DEA Allowed to Suspend CVS Right to Dispense

In February, the DEA had ordered that the two CVS pharmacies in Florida suspend shipments of controlled drugs due to the high volume of oxycodone that was being dispensed. However, earlier this month, the Court of Appeals for the District of Columbia Circuit, temporarily lifted the DEA’s suspension allowing them to continue business despite the DEA’s concern that CVS had failed to closely monitor sales of oxycodone.

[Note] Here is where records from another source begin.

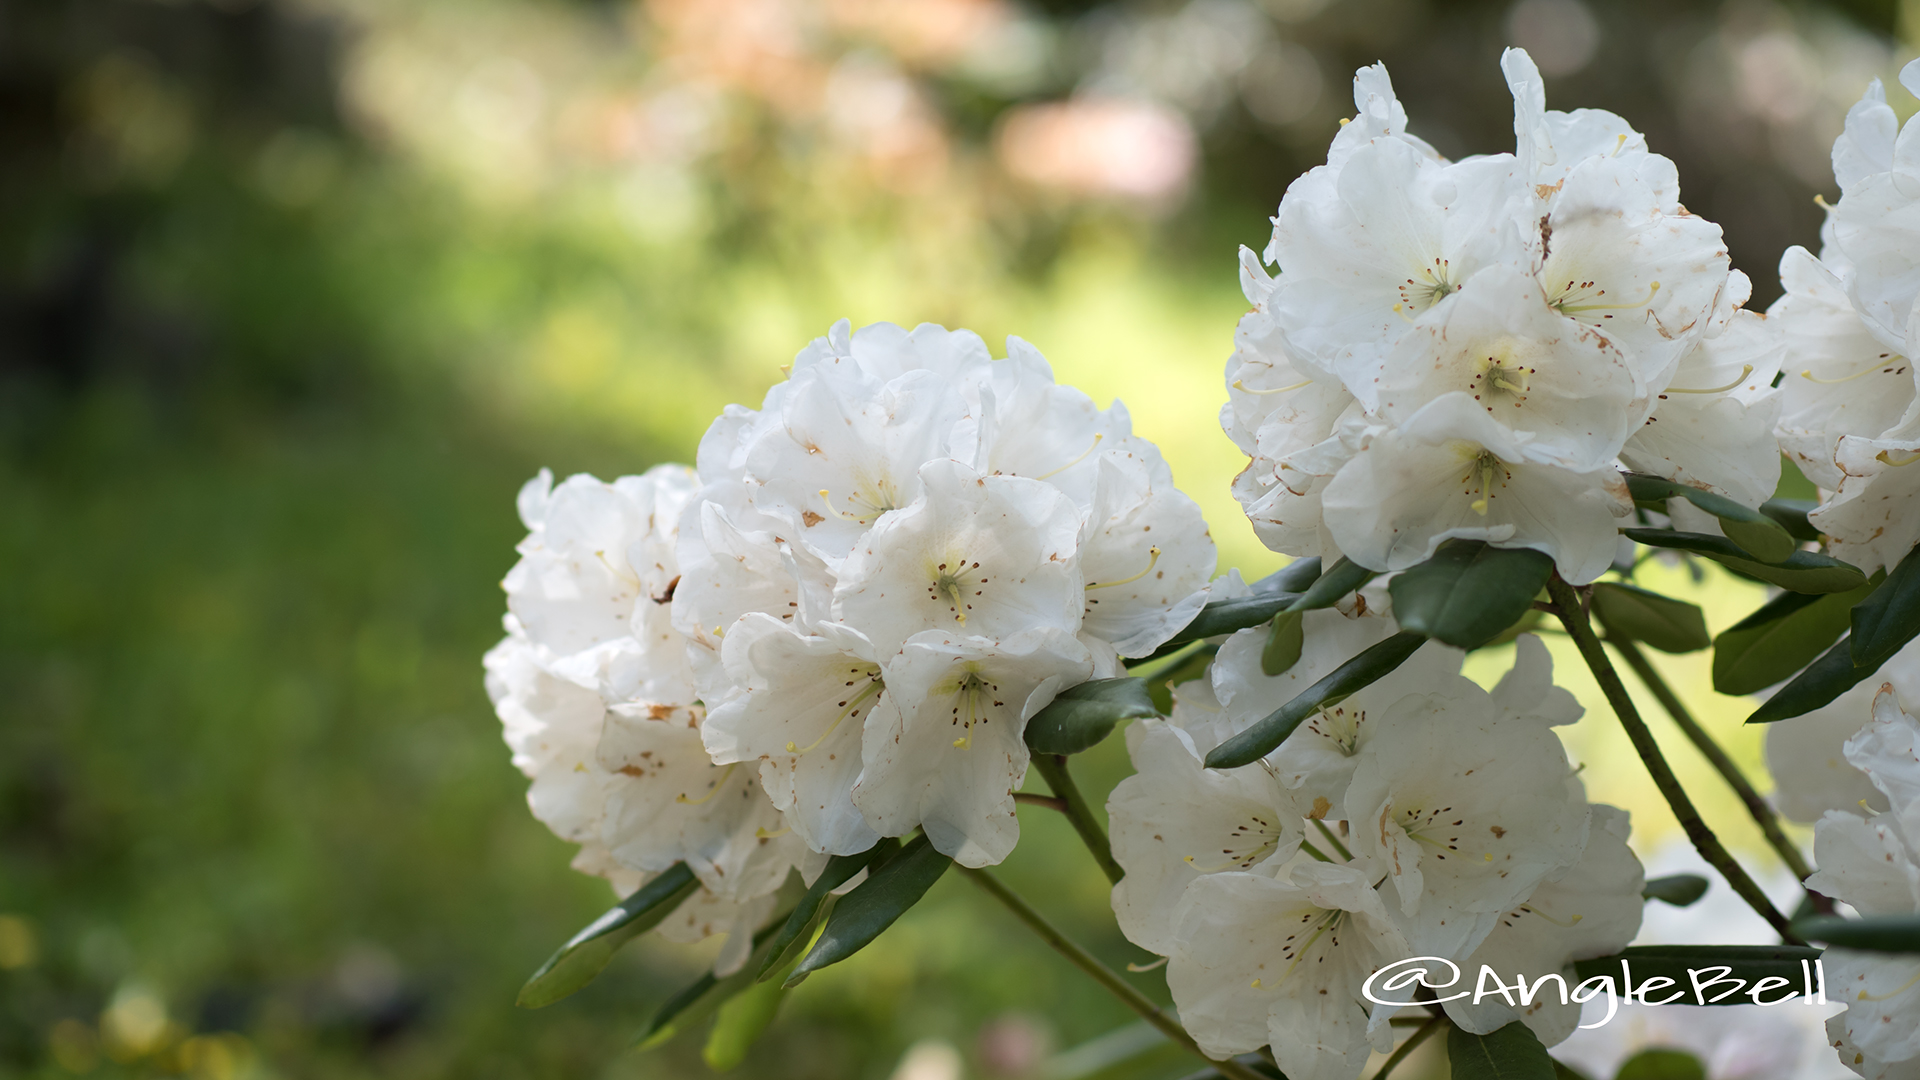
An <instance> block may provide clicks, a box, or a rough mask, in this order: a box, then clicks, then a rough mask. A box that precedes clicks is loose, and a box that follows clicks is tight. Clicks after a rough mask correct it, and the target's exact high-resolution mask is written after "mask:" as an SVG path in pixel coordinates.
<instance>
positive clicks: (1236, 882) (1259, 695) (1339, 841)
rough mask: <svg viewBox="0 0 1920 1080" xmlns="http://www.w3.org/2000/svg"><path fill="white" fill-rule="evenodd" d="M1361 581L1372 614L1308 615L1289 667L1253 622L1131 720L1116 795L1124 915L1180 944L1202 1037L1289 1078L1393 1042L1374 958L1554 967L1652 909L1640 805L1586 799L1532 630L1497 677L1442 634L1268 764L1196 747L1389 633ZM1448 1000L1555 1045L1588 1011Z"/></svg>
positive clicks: (1601, 946) (1179, 961)
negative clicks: (1490, 689) (1646, 883)
mask: <svg viewBox="0 0 1920 1080" xmlns="http://www.w3.org/2000/svg"><path fill="white" fill-rule="evenodd" d="M1361 596H1363V598H1367V603H1363V605H1361V607H1363V613H1354V615H1344V613H1338V611H1311V613H1308V615H1306V648H1304V650H1302V655H1300V659H1298V661H1296V663H1294V665H1292V667H1290V669H1288V671H1284V673H1281V675H1277V676H1267V675H1265V673H1263V669H1261V650H1263V642H1265V634H1263V632H1261V630H1240V632H1238V634H1235V636H1231V638H1229V640H1227V642H1225V644H1223V646H1221V648H1219V655H1217V657H1215V661H1213V669H1212V678H1210V680H1196V682H1185V684H1181V688H1179V690H1181V694H1179V700H1177V703H1175V707H1173V713H1171V717H1169V719H1167V721H1142V723H1139V724H1135V726H1133V728H1129V732H1127V748H1129V751H1131V753H1133V763H1135V769H1139V773H1137V774H1135V776H1129V778H1127V780H1121V784H1119V786H1117V788H1116V790H1114V796H1112V801H1110V803H1108V815H1110V819H1112V826H1114V853H1116V855H1117V857H1119V861H1121V865H1123V867H1125V869H1127V876H1125V878H1123V880H1121V882H1119V884H1117V886H1116V888H1114V911H1116V915H1117V917H1119V926H1121V930H1123V932H1125V934H1127V938H1131V940H1133V942H1135V944H1137V945H1140V947H1144V949H1150V951H1154V953H1160V955H1165V957H1171V963H1169V965H1167V984H1169V986H1171V990H1173V1001H1175V1005H1179V1009H1181V1015H1183V1017H1187V1019H1188V1028H1190V1030H1192V1032H1194V1038H1196V1040H1198V1042H1200V1045H1202V1047H1206V1049H1208V1051H1210V1053H1217V1055H1229V1053H1244V1051H1252V1049H1258V1047H1261V1045H1271V1053H1273V1059H1275V1063H1277V1065H1279V1067H1281V1070H1283V1072H1284V1074H1286V1076H1308V1078H1317V1080H1319V1078H1325V1080H1350V1078H1352V1076H1357V1074H1359V1072H1361V1067H1363V1065H1365V1063H1367V1055H1369V1053H1371V1051H1382V1053H1384V1051H1388V1049H1392V1034H1390V1032H1392V1028H1390V1026H1388V1022H1390V1020H1392V1017H1394V1015H1396V1011H1398V1009H1396V1007H1390V1005H1375V1003H1369V1001H1367V999H1365V997H1363V994H1361V986H1363V984H1365V980H1367V976H1371V974H1373V972H1377V970H1379V969H1382V967H1386V965H1392V963H1398V961H1404V959H1407V957H1444V959H1452V961H1455V963H1459V965H1461V967H1463V969H1467V970H1478V967H1480V965H1490V967H1494V969H1496V970H1501V972H1530V974H1534V976H1538V974H1546V972H1561V970H1567V969H1569V965H1571V963H1572V961H1574V959H1588V957H1601V955H1609V953H1615V951H1619V949H1620V947H1624V945H1626V944H1628V942H1632V938H1634V932H1636V930H1638V928H1640V909H1642V899H1640V892H1642V882H1644V874H1642V871H1640V863H1638V859H1634V855H1632V851H1630V849H1628V847H1626V828H1628V826H1626V813H1624V811H1619V809H1613V807H1605V805H1590V803H1588V801H1586V794H1584V790H1582V786H1580V782H1578V778H1576V776H1574V773H1572V767H1571V763H1569V761H1567V753H1565V749H1563V748H1561V744H1559V738H1557V736H1555V734H1553V730H1551V728H1553V726H1555V724H1567V723H1572V721H1576V719H1580V713H1582V709H1580V705H1578V703H1574V700H1572V696H1571V694H1567V692H1565V690H1561V688H1557V686H1553V680H1551V675H1553V673H1551V661H1549V659H1548V655H1546V648H1542V644H1540V640H1538V638H1532V636H1524V638H1521V640H1519V653H1517V661H1515V667H1513V671H1509V673H1507V675H1505V678H1501V680H1500V684H1498V686H1496V688H1494V690H1492V692H1486V690H1480V688H1478V686H1476V684H1475V682H1471V680H1467V678H1463V676H1461V675H1459V667H1461V661H1463V653H1461V651H1459V650H1450V648H1444V646H1427V648H1423V651H1421V653H1417V655H1415V659H1413V661H1409V663H1407V665H1404V667H1400V669H1398V671H1396V673H1394V675H1390V676H1386V678H1382V680H1379V682H1375V684H1371V686H1367V688H1365V690H1361V692H1357V694H1354V696H1352V698H1346V700H1344V701H1342V703H1340V705H1336V707H1331V709H1325V711H1321V713H1319V715H1317V717H1315V719H1313V721H1309V723H1308V724H1302V726H1300V728H1298V730H1296V732H1294V736H1292V738H1288V740H1286V742H1283V744H1281V748H1279V749H1275V751H1273V753H1269V755H1267V757H1263V759H1260V761H1256V763H1254V765H1246V767H1240V769H1233V771H1210V769H1204V767H1202V759H1204V757H1206V751H1208V749H1212V748H1213V746H1215V744H1219V742H1221V740H1225V738H1231V736H1233V734H1238V730H1244V726H1246V724H1250V723H1252V721H1256V719H1260V717H1263V715H1265V713H1269V711H1273V709H1277V707H1279V705H1283V703H1284V701H1288V700H1290V698H1292V696H1296V694H1298V692H1300V690H1304V688H1306V686H1309V684H1313V682H1317V680H1319V678H1323V676H1325V675H1327V673H1329V671H1332V669H1334V667H1336V665H1338V663H1340V661H1342V659H1346V657H1348V655H1350V653H1352V651H1354V650H1356V648H1363V646H1367V644H1373V642H1380V640H1384V638H1388V636H1390V634H1392V632H1394V630H1396V626H1394V619H1392V615H1390V613H1388V611H1386V605H1388V601H1386V598H1384V596H1382V594H1380V590H1365V592H1363V594H1361ZM1446 1011H1448V1015H1450V1017H1452V1019H1453V1022H1457V1024H1459V1026H1461V1028H1465V1030H1471V1032H1478V1034H1486V1032H1492V1030H1496V1028H1501V1026H1503V1024H1507V1022H1511V1020H1521V1022H1524V1024H1526V1026H1530V1028H1532V1030H1534V1032H1538V1036H1540V1038H1542V1040H1544V1042H1548V1043H1555V1042H1561V1040H1563V1038H1567V1036H1569V1034H1572V1030H1574V1024H1576V1022H1578V1015H1580V1007H1578V1005H1567V1003H1544V1005H1542V1007H1540V1009H1524V1011H1521V1009H1513V1007H1509V1005H1507V1003H1505V1001H1501V999H1498V997H1494V999H1484V1001H1480V1003H1473V1001H1467V999H1463V1001H1450V1003H1446Z"/></svg>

Fortunately, a federal appeals court ruled Thursday that the Drug Enforcement Administration (DEA) can suspend the sale of controlled substances at the two Florida CVS pharmacies, thereby lifting the temporary order that allowed the pharmacies to continue dispensing controlled medications, the Associated Press reports.

The DEA claimed that the two pharmacies were “filling prescriptions far in excess of the legitimate needs of its customers.” While the average pharmacy in the United States in 2011 ordered approximately 69,000 oxycodone dosage units. The two pharmacies were located about 5.5 miles apart from each other, they ordered more than three million dosage units during the same year, according to the DEA.

Federal Judge Amy Berman Jackson, of the U.S. District Court in Washington, D.C., was the judge who granted CVS a temporary restraining order, allowing CVS to continue dispensing controlled prescription drugs.